En latín, polluo o polluere quiere decir “manchar” o “ensuciar”. Así lo recoge mi viejo Diccionario ilustrado latino-español, compañero de aprendizajes en aquel bachillerato que enseñaba latín. Añade una segunda acepción: “profanar”, “deshonrar”. El Diccionari català-valencià-balear de mosén Antoni Alcover, aunque podado por Francesc de Borja Moll del asilvestrado estilo inicial del presbítero mallorquín, asegura que polucionar significa (verbo transitivo) “ensuciar físicamente o moralmente” o bien (verbo intransitivo) “emitir semen sin tener coito”. La primera edición del Diccionari general de la llengua catalana de Pompeu Fabra, tan novecentista, se limitaba al transitivo…
Mi generación, educada en el nacionalcatolicismo, asociaba la polución a los sueños húmedos y a las emisiones no castas de fluidos germinales. El propio Alcover-Moll ilustra el adjetivo poluto, –uta con una declamatoria sentencia de Joan Roís de Corella: «Antes la muerte por mejor aceptaría, que hacer polutos, de su mujer casta, los matrimoniales tálamos.» Existen mejores razones para dejarse matar, pero está claro que el tipo de suciedad asociada al término polución ha tenido entre nosotros un carácter fisiológico muy concreto. Por ello, cuando en los años sesenta empezó a hablarse de polución ambiental, nos inquietamos. Preferíamos el término contaminación, ¿verdad que lo entienden?
«¿Qué es exactamente la contaminación ambiental? Todo el mundo habla de ella, pero a menudo de forma muy inexacta»
Sin embargo, ¿qué es exactamente la contaminación ambiental? Todo el mundo habla de ella, pero a menudo de forma muy inexacta. En efecto, muchas personas etiquetan con términos científicos sus prejuicios precientíficos. Un conocido de casa me decía no hace mucho: «Se me ha inflamado una hormona, la que está al lado de la tiroides». En la misma línea, afirmaba que «el pescado está contaminado porque los ahogados de las pateras, pobres, tienen muchas enfermedades». En el saco de la contaminación acaban todos los miedos, inexactitudes e ignorancias. Para muchos, todo está contaminado y, encima, de forma tan polisémica como absoluta.
Un río cargado de fango después de un chubasco, ¿está contaminado? ¿Contaminamos la comida al salarla? Al fin y al cabo, el agua terrosa no se puede beber y la contaminación salina de los acuíferos sale muy a menudo en los diarios. Es decir: ¿son contaminantes la tierra y la sal? ¿Y el agua añadida al vino por taberneros poco honrados? ¿Qué haríamos sin tierra, agua o sal, cómo es que forman parte de la lista de contaminantes? De hecho, todo es potencialmente contaminador de todo, depende de cómo, de cuándo y en qué concentración.

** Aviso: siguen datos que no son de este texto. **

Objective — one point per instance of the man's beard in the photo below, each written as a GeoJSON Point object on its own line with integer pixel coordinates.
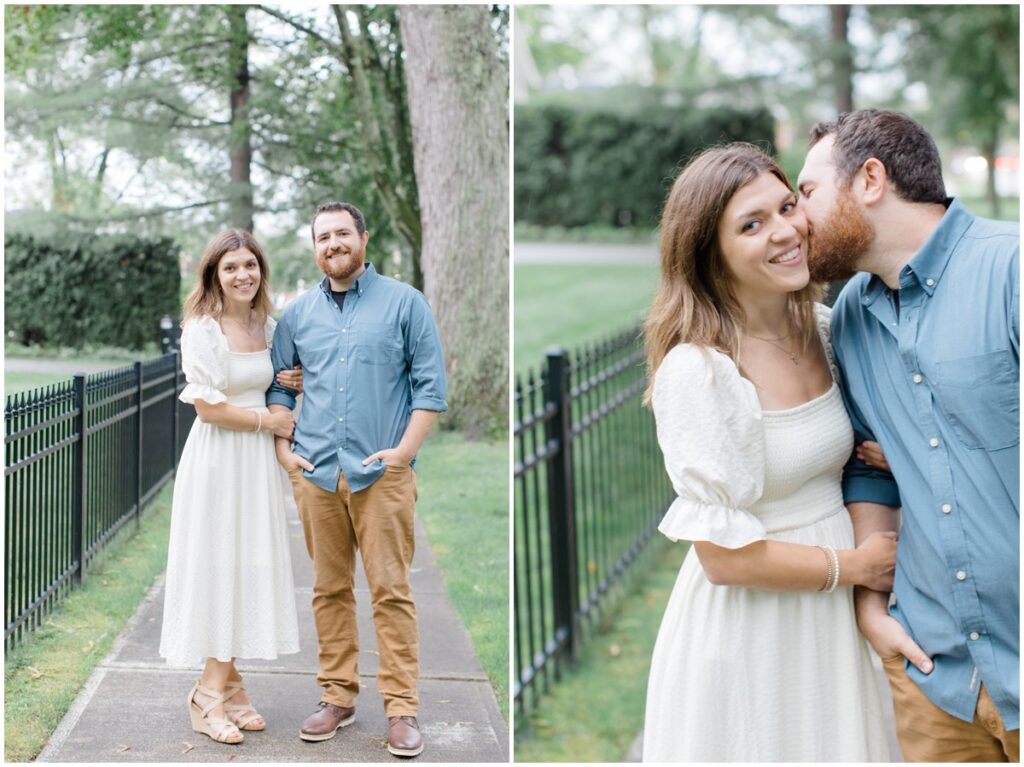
{"type": "Point", "coordinates": [836, 246]}
{"type": "Point", "coordinates": [343, 265]}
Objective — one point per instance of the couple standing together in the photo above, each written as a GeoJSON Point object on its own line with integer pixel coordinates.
{"type": "Point", "coordinates": [365, 351]}
{"type": "Point", "coordinates": [760, 396]}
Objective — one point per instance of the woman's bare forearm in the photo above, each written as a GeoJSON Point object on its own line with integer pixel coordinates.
{"type": "Point", "coordinates": [227, 416]}
{"type": "Point", "coordinates": [775, 565]}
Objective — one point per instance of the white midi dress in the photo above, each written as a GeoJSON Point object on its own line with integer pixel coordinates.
{"type": "Point", "coordinates": [747, 675]}
{"type": "Point", "coordinates": [228, 590]}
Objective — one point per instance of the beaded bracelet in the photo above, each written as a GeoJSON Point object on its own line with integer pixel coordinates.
{"type": "Point", "coordinates": [827, 568]}
{"type": "Point", "coordinates": [835, 579]}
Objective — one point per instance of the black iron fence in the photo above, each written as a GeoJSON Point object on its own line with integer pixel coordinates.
{"type": "Point", "coordinates": [82, 459]}
{"type": "Point", "coordinates": [590, 488]}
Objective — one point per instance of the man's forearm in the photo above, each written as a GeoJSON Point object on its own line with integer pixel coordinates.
{"type": "Point", "coordinates": [420, 423]}
{"type": "Point", "coordinates": [281, 444]}
{"type": "Point", "coordinates": [868, 518]}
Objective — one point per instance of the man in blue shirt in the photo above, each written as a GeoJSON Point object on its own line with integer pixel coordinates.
{"type": "Point", "coordinates": [373, 384]}
{"type": "Point", "coordinates": [927, 337]}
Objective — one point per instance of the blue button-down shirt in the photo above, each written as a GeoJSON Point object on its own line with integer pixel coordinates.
{"type": "Point", "coordinates": [935, 379]}
{"type": "Point", "coordinates": [365, 370]}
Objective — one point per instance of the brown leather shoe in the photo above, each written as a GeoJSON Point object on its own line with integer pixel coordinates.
{"type": "Point", "coordinates": [403, 738]}
{"type": "Point", "coordinates": [327, 721]}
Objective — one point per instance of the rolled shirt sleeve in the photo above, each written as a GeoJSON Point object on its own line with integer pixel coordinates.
{"type": "Point", "coordinates": [283, 356]}
{"type": "Point", "coordinates": [425, 358]}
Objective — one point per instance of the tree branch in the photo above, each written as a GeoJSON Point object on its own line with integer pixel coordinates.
{"type": "Point", "coordinates": [300, 27]}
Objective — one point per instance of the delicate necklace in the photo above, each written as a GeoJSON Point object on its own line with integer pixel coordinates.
{"type": "Point", "coordinates": [792, 354]}
{"type": "Point", "coordinates": [250, 329]}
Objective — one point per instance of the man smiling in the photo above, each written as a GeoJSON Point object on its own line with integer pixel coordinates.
{"type": "Point", "coordinates": [374, 383]}
{"type": "Point", "coordinates": [928, 340]}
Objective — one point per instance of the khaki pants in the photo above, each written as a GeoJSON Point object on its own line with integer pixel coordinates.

«Pocos venenos no matan», sentencia el dicho. La concentración es capital, en efecto. Bastante diluido, nada contamina. Para empezar, pues, nos encontramos ante una cuestión cuantitativa. Pero en seguida viene la cualitativa: ¿existen compuestos contaminantes per se? Además, ¿hablamos de contaminación biológica (bacterias fecales, por ejemplo), química (metales pesados, suponemos) o incluso física (radiactividad, pongamos por caso)? La compleja realidad del mundo moderno trabaja con todos estos parámetros combinados de todas las formas posibles. Por eso es tan ambiguo hablar de contaminación, porque los umbrales de lo tolerable o de lo inaceptable varían en cada caso.
Estamos, por tanto, en un terreno propicio a la alarma exagerada o a la coartada irresponsable. Algunos movimientos sociales de militancia exacerbada lo denuncian todo y acaban propiciando la indiferencia. En las antípodas está la indecente voz interesada de ciertos lobbies que intentan relativizarlo todo. Se hace difícil discernir entre tanta turbulencia. Pero hay que intentarlo, porque las contaminaciones deletéreas realmente existen. El Mediterráneo no se muere, pero arrastra patologías considerables (no únicamente por contaminación, por cierto) y el aire de muchas ciudades presenta concentraciones inquietantes de partículas o de óxidos de nitrógeno. Un lío. La polución nocturna estaba más acotada, francamente.